If you’d like to learn more about them, visit their web site below:
My trip to Santa Barbara wine country this past weekend had been a long time coming. I had never visited the region before this weekend. Occasionally, a friend or guest to one of my wine summits would bring a bottle from this region to share. I was always intrigued by the fact that I had yet to sample a mediocre wine from this region and the central coast at large. Perhaps my friends just have good taste. Either way I was poised to answer this and many questions on this trip.
There is no shortage of interesting wine country to explore here in California (especially Northern California). Enough to keep the most curious Oenophile thoroughly occupied. My interest in the greater Santa Barbara wine region was really sparked by long time Sonoma vintner extraordiaire, Roger Roessler (rogerroesslerwines.com). I have been following/collecting/savoring his creations for well over a decade now. You will be seeing quite a few posts about his wines. What drew me in was his passion for Pinot Noir and the sometimes overwhelming variety of Pinot he would put out not just from Sonoma, but from all up and down the West Coast. His selection reads like a compendium of California Pinot Noirs. Each one strikingly different, unique in it’s own right. An expression of what he liked most about that region.
One of Roessler’s Pinots I have enjoyed over the years is his S&B Pinot. The S&B stands for Sanford and Benedict. Initially I did not quite appreciate the significance of the name. I assumed it had personal significance to Roger. Over the years as my appreciation grew and after many discussions with him about his various wines and their inspirations, I realized the true meaning of the label. As Roger shared his thoughts on the region I realized it carried profound significance.
As my visit to this region neared, I began researching and learning more about the region and it’s history. In one evening of casual reading, I realized the Sanford and Benedict Vineyard was more than just another California winery. It was a cornerstone establishment in the larger region with a storied history, started by true pioneers (and purists) Roger Sanford and Michael Benedict. They paved the way for the region by showing what was truly possible – growing and making truly exceptional Pinot Noir.
My first stop was Sanford and Benedict Vineyards. Now owned by the Terlato Family. I left with the impression that they have done a terrific job of preserving not just it’s name and identity, but the legacy that brought it’s Pinot Noir and the region at large to notoriety.

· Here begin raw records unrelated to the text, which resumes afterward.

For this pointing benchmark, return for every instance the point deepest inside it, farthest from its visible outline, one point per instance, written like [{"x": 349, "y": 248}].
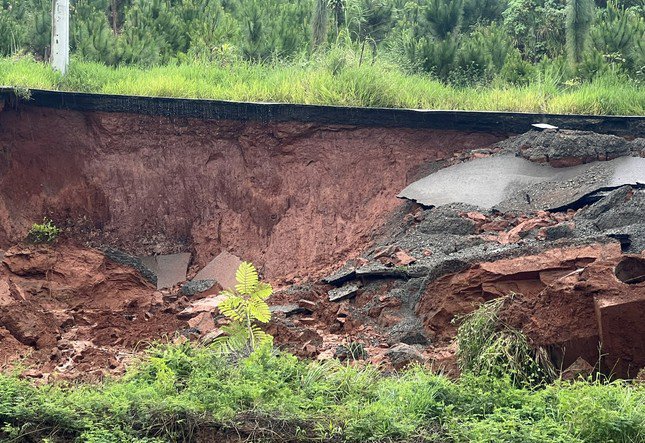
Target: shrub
[
  {"x": 489, "y": 347},
  {"x": 45, "y": 232},
  {"x": 246, "y": 306}
]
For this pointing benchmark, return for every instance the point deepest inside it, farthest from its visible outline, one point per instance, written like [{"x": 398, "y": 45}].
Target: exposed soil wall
[{"x": 293, "y": 197}]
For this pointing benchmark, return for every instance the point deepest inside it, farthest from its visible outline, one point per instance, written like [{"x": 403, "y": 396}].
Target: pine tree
[
  {"x": 579, "y": 17},
  {"x": 319, "y": 24}
]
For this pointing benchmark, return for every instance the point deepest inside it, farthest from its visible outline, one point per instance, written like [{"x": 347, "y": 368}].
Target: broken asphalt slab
[
  {"x": 168, "y": 269},
  {"x": 222, "y": 269},
  {"x": 510, "y": 183}
]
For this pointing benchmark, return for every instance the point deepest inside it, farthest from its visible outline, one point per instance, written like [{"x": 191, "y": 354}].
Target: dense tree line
[{"x": 460, "y": 41}]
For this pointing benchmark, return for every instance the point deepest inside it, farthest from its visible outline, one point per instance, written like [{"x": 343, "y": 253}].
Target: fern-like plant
[{"x": 245, "y": 306}]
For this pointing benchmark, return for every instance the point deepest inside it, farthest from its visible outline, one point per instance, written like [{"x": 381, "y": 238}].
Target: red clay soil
[
  {"x": 69, "y": 310},
  {"x": 566, "y": 299},
  {"x": 294, "y": 198}
]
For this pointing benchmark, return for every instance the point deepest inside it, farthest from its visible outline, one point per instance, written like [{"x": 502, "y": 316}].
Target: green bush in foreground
[{"x": 181, "y": 391}]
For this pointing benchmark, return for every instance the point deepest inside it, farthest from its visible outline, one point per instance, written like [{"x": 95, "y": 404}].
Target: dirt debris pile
[{"x": 407, "y": 271}]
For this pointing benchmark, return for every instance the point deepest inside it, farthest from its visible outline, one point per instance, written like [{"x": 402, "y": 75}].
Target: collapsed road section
[{"x": 157, "y": 212}]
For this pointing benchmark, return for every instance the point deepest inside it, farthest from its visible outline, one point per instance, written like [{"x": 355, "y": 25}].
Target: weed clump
[
  {"x": 45, "y": 232},
  {"x": 487, "y": 346}
]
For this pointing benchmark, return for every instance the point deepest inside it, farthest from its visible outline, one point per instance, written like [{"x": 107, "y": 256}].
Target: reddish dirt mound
[
  {"x": 568, "y": 300},
  {"x": 292, "y": 197},
  {"x": 70, "y": 310}
]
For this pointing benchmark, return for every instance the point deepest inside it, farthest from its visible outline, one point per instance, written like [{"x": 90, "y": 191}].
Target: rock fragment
[
  {"x": 344, "y": 292},
  {"x": 195, "y": 287},
  {"x": 221, "y": 269},
  {"x": 209, "y": 304}
]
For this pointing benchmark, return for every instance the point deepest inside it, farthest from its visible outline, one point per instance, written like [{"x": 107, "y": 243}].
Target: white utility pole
[{"x": 60, "y": 35}]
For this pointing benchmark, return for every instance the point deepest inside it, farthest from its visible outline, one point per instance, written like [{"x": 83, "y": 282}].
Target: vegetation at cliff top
[
  {"x": 377, "y": 85},
  {"x": 578, "y": 56}
]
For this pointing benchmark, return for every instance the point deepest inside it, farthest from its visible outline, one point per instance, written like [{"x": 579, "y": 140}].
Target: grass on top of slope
[
  {"x": 378, "y": 85},
  {"x": 189, "y": 393}
]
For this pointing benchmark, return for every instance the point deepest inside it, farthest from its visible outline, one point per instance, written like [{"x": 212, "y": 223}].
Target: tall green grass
[
  {"x": 379, "y": 85},
  {"x": 181, "y": 392}
]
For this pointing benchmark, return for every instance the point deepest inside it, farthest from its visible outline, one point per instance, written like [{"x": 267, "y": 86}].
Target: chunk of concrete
[
  {"x": 288, "y": 310},
  {"x": 195, "y": 287},
  {"x": 171, "y": 269},
  {"x": 221, "y": 269},
  {"x": 209, "y": 304},
  {"x": 510, "y": 183},
  {"x": 341, "y": 276},
  {"x": 344, "y": 292}
]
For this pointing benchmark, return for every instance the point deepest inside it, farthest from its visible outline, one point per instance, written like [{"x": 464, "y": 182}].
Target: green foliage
[
  {"x": 319, "y": 23},
  {"x": 246, "y": 306},
  {"x": 338, "y": 80},
  {"x": 579, "y": 17},
  {"x": 488, "y": 347},
  {"x": 45, "y": 232},
  {"x": 426, "y": 37},
  {"x": 178, "y": 392}
]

As It still felt somewhat understated. The grounds were clean and free of clutter. The buildings had a bit of a subdued presence with more of an quiet established feel. The wine list was very straight forward and to the point, all small production Estate wines. One signature Pinot, two single block Pinots and one reserve blend of a couple blocks.
All it took for me was my taste of the signature Pinot – the 2014 Sanford & Benedict Pinot Noir. It was one of the most delicate and complex California Pinot Noirs I have had and certainly deserves a post all its own. As the tasting progressed, our host was gracious enough to take us outside, show us the vines, grounds and tell us about what makes it all truly special. I also couldn’t help but notice how perfectly trimmed/pruned the vines were. I haven’t quite seen vines and grounds this immaculately maintained before. As my visit progressed it became obvious why their grapes are so sought after far an wide. I began to realize their estate wines served as a thesis, a guide and reference on how to grow and make a Pinot Noir. Sanford and Benedict set a very high bar for all wines in the region. I spent the rest of my weekend looking back at Sanford and Benedict every time I tasted wines. A tough act to follow. A tall legacy to beat. A few came close. I finally understood why a winemaker would come this far for grapes.
If you are even anywhere remotely close to this region, Sanford and Benedict is an absolute must! It alone is worth making the trip.